We could wait for broad AR-glasses adoption or fleets of household robots to passively 3D-map our world. But that's a decade-plus path, with steep consumer adoption hurdles and obvious issues of social acceptance (remember the glass-holes?).
Or we can start now by turning the world's most distributed sensor—the smartphone—into a 3D capture device with instant payoff.
In fact, many modern smartphones, including flagship iPhones, already ship with stereo-recording capabilities. On paper, Big Tech could flip a switch and enforce every photo or video to be saved in 3D, then harvest the data through cloud storage services like iCloud or Google Photos. But that will not happen. Why? Because forcing stereo capture degrades the flexibility and quality of everyday 2D photos—no zoom, larger file sizes, harder to apply multi-frame image processing—and it provides no immediate benefit to the consumer. Without clear value, users won't opt in, and doing it quietly raises consent and privacy red flags.
This is why the arrival of consumer-ready 3D displays is such a critical inflection point. In the last year alone we've seen mainstream launches of 3D tablets, laptops, and monitors from Samsung, Acer, Lenovo, and ZTE. The missing link for planetary-scale spatial data collection is a phone that not only captures stereo data but lets users see it instantly.
Real-time 3D visualization creates direct value: people immediately see, share, and cherish the 3D content they've just captured. That instant gratification is what drives behavior, which drives scale, which builds the dataset.

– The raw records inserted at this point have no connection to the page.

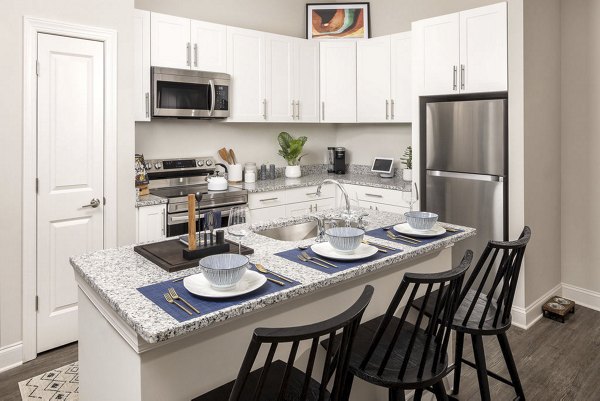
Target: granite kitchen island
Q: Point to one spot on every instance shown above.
(131, 349)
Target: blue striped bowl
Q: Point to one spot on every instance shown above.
(223, 271)
(344, 239)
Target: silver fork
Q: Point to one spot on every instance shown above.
(176, 296)
(307, 256)
(170, 300)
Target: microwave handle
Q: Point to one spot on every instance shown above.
(213, 97)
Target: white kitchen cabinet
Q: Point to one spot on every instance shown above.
(209, 46)
(463, 52)
(151, 221)
(170, 41)
(246, 65)
(141, 65)
(338, 81)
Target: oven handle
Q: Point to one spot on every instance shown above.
(213, 96)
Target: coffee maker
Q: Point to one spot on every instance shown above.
(339, 160)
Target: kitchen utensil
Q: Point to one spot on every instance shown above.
(344, 239)
(421, 220)
(307, 256)
(197, 284)
(325, 250)
(407, 230)
(302, 258)
(264, 270)
(224, 270)
(176, 297)
(192, 222)
(170, 300)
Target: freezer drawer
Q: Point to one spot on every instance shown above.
(468, 200)
(466, 136)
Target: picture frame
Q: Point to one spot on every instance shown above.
(338, 20)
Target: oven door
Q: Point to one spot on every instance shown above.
(177, 223)
(189, 94)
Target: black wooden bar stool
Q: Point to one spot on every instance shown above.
(280, 380)
(485, 305)
(390, 351)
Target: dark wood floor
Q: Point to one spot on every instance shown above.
(556, 362)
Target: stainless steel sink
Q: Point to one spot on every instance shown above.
(297, 232)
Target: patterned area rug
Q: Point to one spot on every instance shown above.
(60, 384)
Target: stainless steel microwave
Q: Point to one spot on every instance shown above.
(189, 94)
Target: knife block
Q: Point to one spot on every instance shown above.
(204, 250)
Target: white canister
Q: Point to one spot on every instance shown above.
(234, 173)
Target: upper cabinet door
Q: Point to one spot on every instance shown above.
(373, 102)
(170, 41)
(436, 54)
(280, 78)
(209, 46)
(338, 81)
(307, 81)
(483, 49)
(246, 65)
(401, 71)
(141, 27)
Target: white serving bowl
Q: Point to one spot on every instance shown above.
(223, 271)
(421, 220)
(345, 239)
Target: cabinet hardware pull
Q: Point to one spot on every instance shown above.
(454, 71)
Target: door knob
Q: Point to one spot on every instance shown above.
(94, 203)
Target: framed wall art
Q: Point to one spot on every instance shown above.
(338, 21)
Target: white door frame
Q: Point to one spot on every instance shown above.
(32, 26)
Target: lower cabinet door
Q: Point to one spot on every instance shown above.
(151, 221)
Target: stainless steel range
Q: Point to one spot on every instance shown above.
(174, 179)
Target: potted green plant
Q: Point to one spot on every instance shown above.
(291, 151)
(406, 159)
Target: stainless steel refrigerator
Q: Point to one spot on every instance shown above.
(465, 167)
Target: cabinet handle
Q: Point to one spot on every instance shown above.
(147, 105)
(454, 71)
(387, 114)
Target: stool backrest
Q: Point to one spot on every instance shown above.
(424, 346)
(500, 286)
(336, 361)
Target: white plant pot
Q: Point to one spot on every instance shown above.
(292, 171)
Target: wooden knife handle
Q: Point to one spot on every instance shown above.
(191, 222)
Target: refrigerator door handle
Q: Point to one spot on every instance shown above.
(466, 176)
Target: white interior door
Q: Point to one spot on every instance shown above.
(70, 169)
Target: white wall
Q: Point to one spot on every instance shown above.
(116, 14)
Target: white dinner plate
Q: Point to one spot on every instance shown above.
(405, 229)
(325, 250)
(197, 284)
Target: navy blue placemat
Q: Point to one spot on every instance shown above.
(382, 234)
(154, 293)
(292, 255)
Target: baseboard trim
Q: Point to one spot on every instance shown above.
(11, 356)
(524, 318)
(581, 296)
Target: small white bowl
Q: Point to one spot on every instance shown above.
(224, 270)
(421, 220)
(345, 239)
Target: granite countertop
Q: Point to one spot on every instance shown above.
(115, 274)
(370, 180)
(150, 200)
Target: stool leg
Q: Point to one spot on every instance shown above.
(479, 353)
(460, 340)
(510, 364)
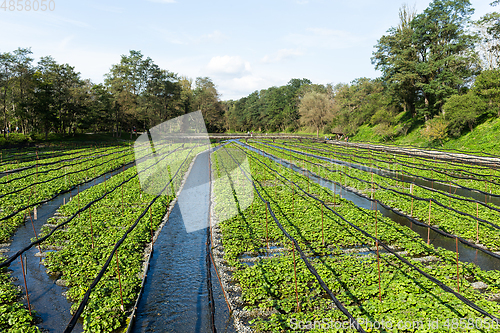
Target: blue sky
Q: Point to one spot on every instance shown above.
(243, 45)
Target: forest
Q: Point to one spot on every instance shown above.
(439, 69)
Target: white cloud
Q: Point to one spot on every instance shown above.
(224, 65)
(325, 38)
(110, 9)
(281, 55)
(248, 83)
(215, 36)
(162, 1)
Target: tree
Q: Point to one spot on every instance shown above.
(397, 58)
(487, 86)
(206, 99)
(315, 110)
(429, 56)
(6, 78)
(489, 30)
(436, 129)
(447, 60)
(462, 110)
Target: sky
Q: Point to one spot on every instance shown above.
(242, 45)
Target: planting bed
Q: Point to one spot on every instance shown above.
(278, 290)
(295, 255)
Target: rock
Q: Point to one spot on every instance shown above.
(480, 285)
(62, 283)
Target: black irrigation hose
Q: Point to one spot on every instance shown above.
(388, 249)
(55, 162)
(415, 197)
(462, 240)
(475, 160)
(409, 166)
(421, 166)
(421, 156)
(42, 155)
(86, 297)
(444, 150)
(411, 182)
(58, 168)
(42, 239)
(211, 301)
(64, 191)
(414, 165)
(302, 255)
(66, 174)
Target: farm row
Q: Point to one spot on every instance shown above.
(470, 219)
(277, 286)
(82, 237)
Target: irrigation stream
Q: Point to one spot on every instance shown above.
(175, 296)
(466, 253)
(46, 297)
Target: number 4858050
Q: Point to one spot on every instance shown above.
(28, 5)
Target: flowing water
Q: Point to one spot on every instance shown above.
(175, 297)
(466, 253)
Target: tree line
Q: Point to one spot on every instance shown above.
(439, 68)
(51, 97)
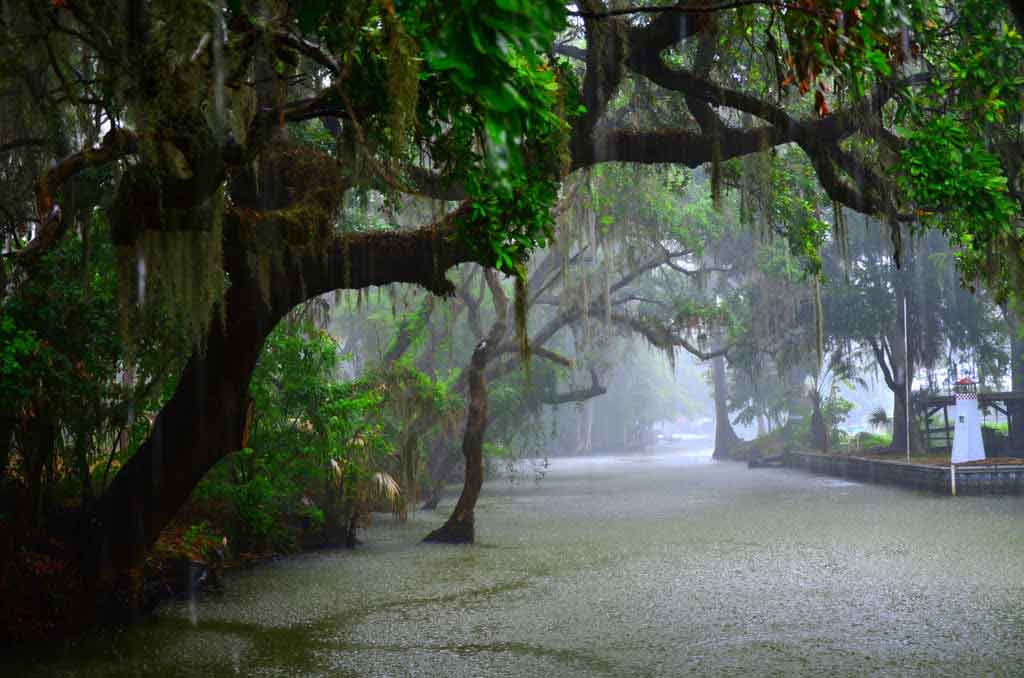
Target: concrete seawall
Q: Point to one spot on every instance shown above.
(1006, 479)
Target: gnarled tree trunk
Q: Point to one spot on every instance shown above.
(459, 527)
(725, 438)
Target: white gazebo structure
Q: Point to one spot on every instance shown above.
(968, 446)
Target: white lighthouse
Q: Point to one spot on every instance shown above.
(968, 446)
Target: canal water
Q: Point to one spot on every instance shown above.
(659, 563)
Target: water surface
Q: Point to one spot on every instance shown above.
(652, 564)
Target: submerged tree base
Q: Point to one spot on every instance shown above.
(452, 533)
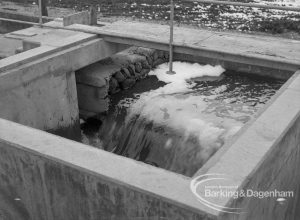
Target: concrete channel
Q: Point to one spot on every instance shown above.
(45, 176)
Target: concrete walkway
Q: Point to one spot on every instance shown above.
(243, 44)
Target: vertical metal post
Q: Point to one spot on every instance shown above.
(171, 39)
(40, 12)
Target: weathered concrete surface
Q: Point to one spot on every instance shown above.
(265, 156)
(95, 82)
(38, 87)
(43, 180)
(241, 52)
(8, 47)
(7, 26)
(83, 17)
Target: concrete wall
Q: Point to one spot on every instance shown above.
(264, 156)
(46, 177)
(38, 87)
(280, 171)
(8, 26)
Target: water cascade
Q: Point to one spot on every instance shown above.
(177, 122)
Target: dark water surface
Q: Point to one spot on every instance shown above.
(183, 130)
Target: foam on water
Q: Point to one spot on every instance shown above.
(180, 121)
(173, 106)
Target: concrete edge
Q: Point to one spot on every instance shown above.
(157, 182)
(264, 139)
(40, 52)
(211, 162)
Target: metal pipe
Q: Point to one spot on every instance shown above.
(171, 38)
(284, 8)
(40, 12)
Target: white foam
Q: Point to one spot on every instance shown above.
(174, 107)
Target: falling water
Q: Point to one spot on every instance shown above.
(179, 122)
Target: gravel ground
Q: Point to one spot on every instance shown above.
(192, 14)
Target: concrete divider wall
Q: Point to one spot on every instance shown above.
(8, 26)
(264, 157)
(40, 179)
(279, 170)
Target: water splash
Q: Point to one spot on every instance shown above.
(181, 124)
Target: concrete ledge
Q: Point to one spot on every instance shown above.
(75, 176)
(263, 156)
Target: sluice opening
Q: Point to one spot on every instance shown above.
(177, 122)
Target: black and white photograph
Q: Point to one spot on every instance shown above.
(149, 109)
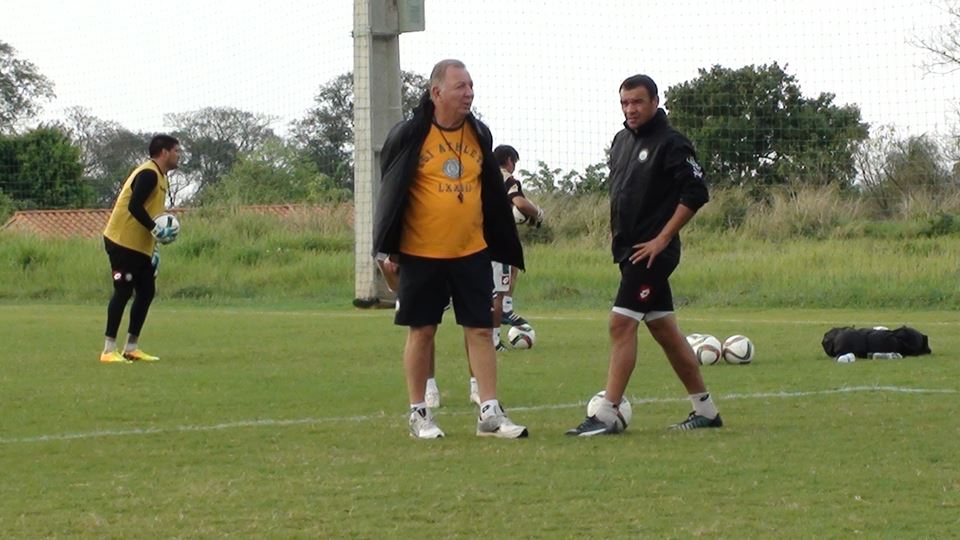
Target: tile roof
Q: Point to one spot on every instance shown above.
(90, 222)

At that point, the social networks and messaging platforms follow suit. Once consumers start sharing immersive 3D memories the way they share 2D photos and videos today, the platforms will be compelled to support native 3D formats. This creates the same kind of flywheel we saw with photos and videos: richer user experiences lead to more capture and more sharing, which generates the training data that makes AI smarter at interpreting and enhancing the medium.
This pathway also aligns directly with Mark Zuckerberg's call for Personal Superintelligence—AI that deeply understands each individual's personal context and environment. The most direct way to feed AI with this kind of contextual data is through personal devices, but instead of waiting for mass AR-glasses adoption, we can use the devices already in billions of hands today. Smartphones with 3D capture and real-time playback are the shortest path to building the planetary-scale 3D dataset required for Spatial Intelligence.
The trajectory of AI can be read as a progression of dimensions: from 1D text (LLMs), to 2D images and video (Diffusion Models), and now to 3D space (Spatial AI). Each leap required a new kind of training corpus—books and the web for text, social media images and video for vision—and each leap unlocked a radically more powerful capability.
Spatial Intelligence is the next leap. It is not optional, and it is not a sideshow. It is the foundation on which autonomous robots, intelligent AR glasses, and deeply contextual assistants will be built. It is what will make world models reliable, grounded, and safe.
And just as ImageNet and Common Crawl became the indispensable fuel for past revolutions, the creation of a massive, diverse, real-world 3D dataset will be the catalyst for the next one. The tools to start are already in our hands. The only question is who will recognize this inflection point soon enough to lead.